The Asian equities are trading positive and even Chinese equities gained the most in a week after the government signaled it will delay tightening bank capital rules and investors speculated monetary policy would be eased to prevent Europe’s debt crisis from harming the economy. Further China’s biggest auto-dealer association, asked Car producers to scale back their sales targets or sweeten incentives as the worsening glut of vehicles across the showrooms, dealerships is unsustainable and may support some gains in metals. Besides, the European Union and Germany were making an urgent plan to rescue Spain’s banking sector. The plan requires less austerity measures for Spain, which does not need to accept close supervision from its lenders either, with the rescue fund at least amounting to 80 billion Euros. In this context, investors may expect glimmer of hope to solve the European debt crisis and may boost market sentiment extending gains to metals.

From the economic data front, the leading index from Japan may decline slightly due to deteriorating economic sentiments while from UK the PMI services are likely to remain suppressed and may weaken metals. The Bank of England is also expected to declare its interest rate and may opt to keep it unchanged after recent easing and no change from its neighbor ECB. The BOE may also wait and see the economic developments prior to any easing, as economies from Asian to Americas resemble weakness. From, the US the initial jobless and continuing claims may also increase after increased labor participation and lower non-farm jobs addition. This may further weaken Dollar index in late evening and support some bargain buying in metals pack. Therefore, we expect metals to remain on the gaining side in today’s session due to strong equities and increased speculation over easing. However, weak economic releases and increased jobless claims may restrict much gains.
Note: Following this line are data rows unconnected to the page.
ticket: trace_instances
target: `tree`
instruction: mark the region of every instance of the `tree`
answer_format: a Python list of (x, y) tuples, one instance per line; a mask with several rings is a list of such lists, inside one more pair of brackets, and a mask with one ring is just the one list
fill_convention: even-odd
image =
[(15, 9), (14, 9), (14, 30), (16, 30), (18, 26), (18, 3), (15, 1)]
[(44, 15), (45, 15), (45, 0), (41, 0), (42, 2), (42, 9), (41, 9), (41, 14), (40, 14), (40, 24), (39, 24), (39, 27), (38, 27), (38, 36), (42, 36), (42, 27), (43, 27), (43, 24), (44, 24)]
Gold slipped yesterday from a fresh four weeks high after the ECB president underscored limitations to policy tools. This means that whatever we thought in terms of easing or bond buying or rate cut to cool the market, were just a forbidden act while, the pressure would be lying on price stabilization. So, gold future that closed at a premium over the spot had a gap down opening today and is quoting down by $12.

The Euro although is hovering near its two weeks high, at the early trade, it fell against the dollar on intraday. However, gold may again bounce back today evening with a focus on Fed chairman’s testimony about the US economic outlook later today. Market therefore quickly bends its eyes to the Fed as the next best hope for an additional monetary stimulus. The dollar is therefore also showing weakness as the aspiration for easing rose after Fed vice chairman indicated vulnerability for US to setback. Although Euro is staged for down side risk once again after ECB did nothing on monetary policy front gold should have went down. But that reigniting market expectation for a new wave of easing with slight hint form Fed personnel which may support the metal for an upside move in evening. Spanish 2billion bond auction later today would be an acid test for the Euro to hold yesterday’s gain. Hence, till the European hours gold might remain strenuous after which it may revive.
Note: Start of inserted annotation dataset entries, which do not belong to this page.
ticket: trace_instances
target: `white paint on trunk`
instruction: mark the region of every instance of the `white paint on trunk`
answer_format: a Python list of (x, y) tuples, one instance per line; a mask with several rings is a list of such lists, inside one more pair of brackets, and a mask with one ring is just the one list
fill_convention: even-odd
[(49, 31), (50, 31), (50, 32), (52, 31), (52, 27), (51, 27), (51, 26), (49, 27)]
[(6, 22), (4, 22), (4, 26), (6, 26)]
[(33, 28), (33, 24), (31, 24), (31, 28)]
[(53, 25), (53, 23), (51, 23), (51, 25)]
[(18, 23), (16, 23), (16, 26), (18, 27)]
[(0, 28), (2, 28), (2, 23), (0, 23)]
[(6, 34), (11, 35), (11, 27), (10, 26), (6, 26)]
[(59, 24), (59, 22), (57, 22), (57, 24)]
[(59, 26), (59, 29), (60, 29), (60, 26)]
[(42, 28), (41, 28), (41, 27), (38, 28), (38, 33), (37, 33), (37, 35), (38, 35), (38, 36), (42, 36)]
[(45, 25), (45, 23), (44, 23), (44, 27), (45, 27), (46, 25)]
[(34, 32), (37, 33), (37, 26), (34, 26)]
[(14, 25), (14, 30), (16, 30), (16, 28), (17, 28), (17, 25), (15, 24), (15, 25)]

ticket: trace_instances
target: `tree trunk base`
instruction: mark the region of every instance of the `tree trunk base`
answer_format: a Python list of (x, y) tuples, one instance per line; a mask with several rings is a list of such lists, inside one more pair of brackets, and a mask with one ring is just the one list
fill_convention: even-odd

Reports today may indicate higher US jobless claims after participation rose and the nonfarm payrolls came disastrous last week. All these and as discussed above, dollar may weaken in the evening and thereby supporting the metal.

Silver futures prices are also quoting down at the early session owing to the weak Euro after ECB disappointed market hopes without any indication for further easing. The Asian equities are taking cues from the overseas and are trading with modest margin and are supported by the talks of Chinese easing. Reports today may indicate higher US jobless claims after participation rose and the nonfarm payrolls came disastrous last week. In evening, the Fed testimony has to be watch for where the chairman may indicate the shape of the US economy and is certainly seems not to be at a good shape. Hence, market expectation for easing has increased.